Overall I think that relying on
re2c
to generate a high performant lexer is a good approach, it’s an extra dependency but it produces very fast lexers. The FSM approach requires a preprocessing step but the result is platform independent, so it can be shipped with the code without requiring any compilation. Of course that for the highest performance the C extension is the way to go.The only big piece missing, besides handling unicode correctly, would be to implement the transform from the perl flavour regexes used in Lark grammars to the format understood by
re2c
. Not all regexes could be transformed though.By the way, if someone could try it on Pypy I’ll appreciate it, I can’t seem to install it on my laptop for some reason. I’m eager to see the results, if the FSM function is elegible for its JIT (it’s kind of big so not sure if they skip based on size), the performance should be really close to the C extension.
This is not a good idea, something this parsing library offers which nothing else has is the ability to create ridiculously portable parsers. The
zipimport
system used by Python allows you to make single executable parsers (as in a Python executable that consists of only one .zip file) that will run on literally any platform with a Python interpreter, batteries included, without requiring any compilation, configuration or setup. Thezipimport
system also makes the standalone parser superfluous as you can package Lark directly into the executable and the main script can usepkgutil
to pull in, say, a grammar file from within the archive.If you need speed then use PyPy; in my experience you can get a 5x speedup with it for free when using Lark. If you’re in a situation where slow compilation is costing you money and portability is not a concern then I would consider switching to a compiler compiler like Bison or Yacc.
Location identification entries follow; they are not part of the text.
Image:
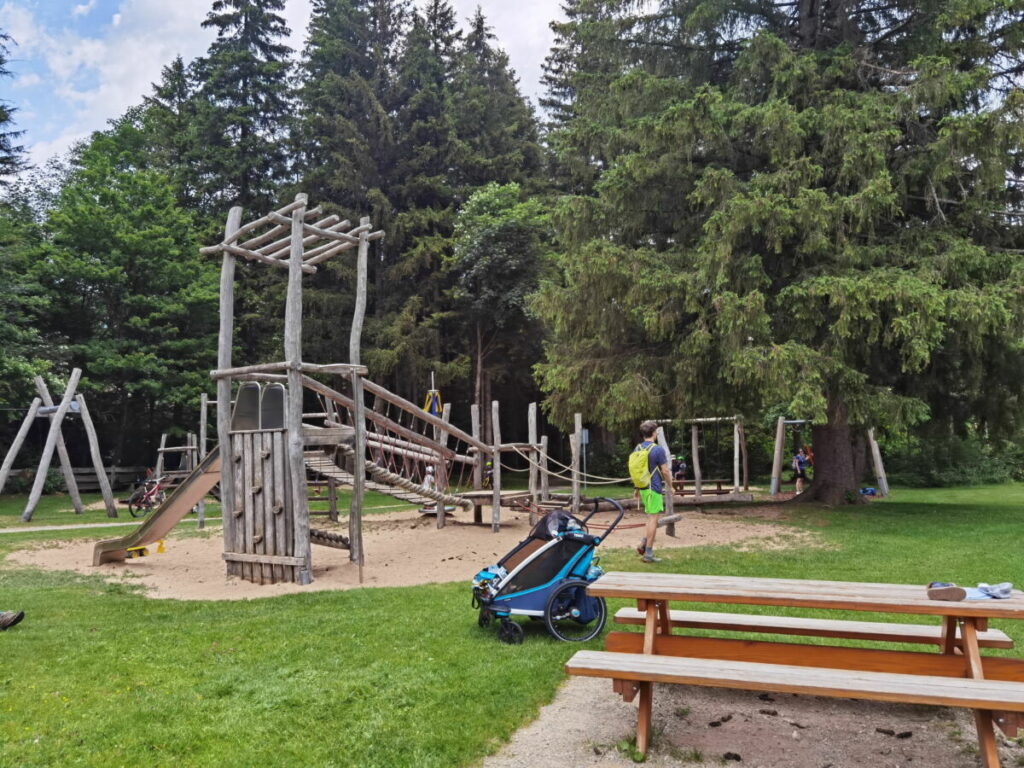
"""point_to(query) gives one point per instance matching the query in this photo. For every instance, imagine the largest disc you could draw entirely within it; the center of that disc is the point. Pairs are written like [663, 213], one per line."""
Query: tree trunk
[835, 481]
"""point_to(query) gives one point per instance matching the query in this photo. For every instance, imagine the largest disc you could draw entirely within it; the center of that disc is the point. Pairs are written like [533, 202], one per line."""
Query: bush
[929, 462]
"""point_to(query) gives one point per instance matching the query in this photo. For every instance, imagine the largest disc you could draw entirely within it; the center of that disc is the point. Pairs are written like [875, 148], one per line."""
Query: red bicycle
[145, 497]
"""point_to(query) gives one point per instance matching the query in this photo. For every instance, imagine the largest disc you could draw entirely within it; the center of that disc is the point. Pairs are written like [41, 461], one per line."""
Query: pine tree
[11, 154]
[495, 125]
[810, 208]
[495, 267]
[244, 108]
[171, 125]
[127, 295]
[407, 333]
[345, 139]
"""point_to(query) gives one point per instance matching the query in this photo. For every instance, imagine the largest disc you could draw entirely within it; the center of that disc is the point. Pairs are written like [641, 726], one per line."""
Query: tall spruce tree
[172, 129]
[345, 140]
[11, 153]
[810, 207]
[495, 126]
[408, 333]
[244, 108]
[126, 294]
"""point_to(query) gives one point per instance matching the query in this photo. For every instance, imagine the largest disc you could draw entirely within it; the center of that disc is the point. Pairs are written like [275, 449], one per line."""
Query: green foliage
[243, 105]
[808, 213]
[124, 289]
[937, 461]
[25, 350]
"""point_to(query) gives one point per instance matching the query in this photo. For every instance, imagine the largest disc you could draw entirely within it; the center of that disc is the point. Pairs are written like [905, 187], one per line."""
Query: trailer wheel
[572, 615]
[510, 632]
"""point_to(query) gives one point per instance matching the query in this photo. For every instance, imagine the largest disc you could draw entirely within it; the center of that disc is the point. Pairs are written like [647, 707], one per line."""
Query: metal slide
[167, 515]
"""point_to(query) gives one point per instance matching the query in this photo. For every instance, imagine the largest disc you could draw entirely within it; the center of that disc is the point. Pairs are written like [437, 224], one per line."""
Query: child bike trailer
[545, 578]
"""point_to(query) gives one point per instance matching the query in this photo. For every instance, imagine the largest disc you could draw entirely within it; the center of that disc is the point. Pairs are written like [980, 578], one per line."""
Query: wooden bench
[956, 676]
[882, 631]
[635, 673]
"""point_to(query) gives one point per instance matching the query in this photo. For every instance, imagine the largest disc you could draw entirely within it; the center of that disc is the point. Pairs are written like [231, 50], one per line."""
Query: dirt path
[708, 728]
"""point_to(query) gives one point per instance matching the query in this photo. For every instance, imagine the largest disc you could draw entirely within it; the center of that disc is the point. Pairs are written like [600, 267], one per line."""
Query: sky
[77, 64]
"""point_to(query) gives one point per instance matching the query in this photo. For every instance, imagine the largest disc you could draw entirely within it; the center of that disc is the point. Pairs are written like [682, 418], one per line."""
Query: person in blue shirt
[800, 463]
[660, 478]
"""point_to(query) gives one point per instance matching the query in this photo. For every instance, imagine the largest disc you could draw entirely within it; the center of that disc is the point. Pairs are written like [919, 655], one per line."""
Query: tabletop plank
[897, 598]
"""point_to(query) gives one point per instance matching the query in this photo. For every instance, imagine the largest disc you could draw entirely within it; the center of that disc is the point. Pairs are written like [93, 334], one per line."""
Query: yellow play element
[143, 551]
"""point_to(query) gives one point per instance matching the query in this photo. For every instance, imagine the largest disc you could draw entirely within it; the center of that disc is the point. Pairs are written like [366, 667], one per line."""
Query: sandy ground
[402, 549]
[709, 728]
[693, 727]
If you want to add optional CPython/Cython extensions that are preferred over their pure Python counterparts that’s a happy medium, however additional care will need to be taken to ensure the compiled extensions behave exactly the same as their pure Python versions. This means writing unit tests for module APIs to make sure functions and classes remain in cohesion. If you want to retain support for PyPy with the compiled extensions that’s yet another layer of new work.
The group of contributors for this project are loosely organized and small, and duplicating the functionality of existing modules in compiled extensions will double the project’s workload. Maintaining the extensions in a manner that doesn’t make life more interesting will slow down bug fixes and improvements in the future as changes will have to be mirrored between two functionally identical, yet syntactically different, source codes. Odds are you’ll end up getting the extensions only partially complete, or modules will stop being maintained.
Or you could sacrifice
zipimport
and PyPy support for a modest speed improvement, a fatal blow to portability and a more complicated PyPI upload process. I say KIS.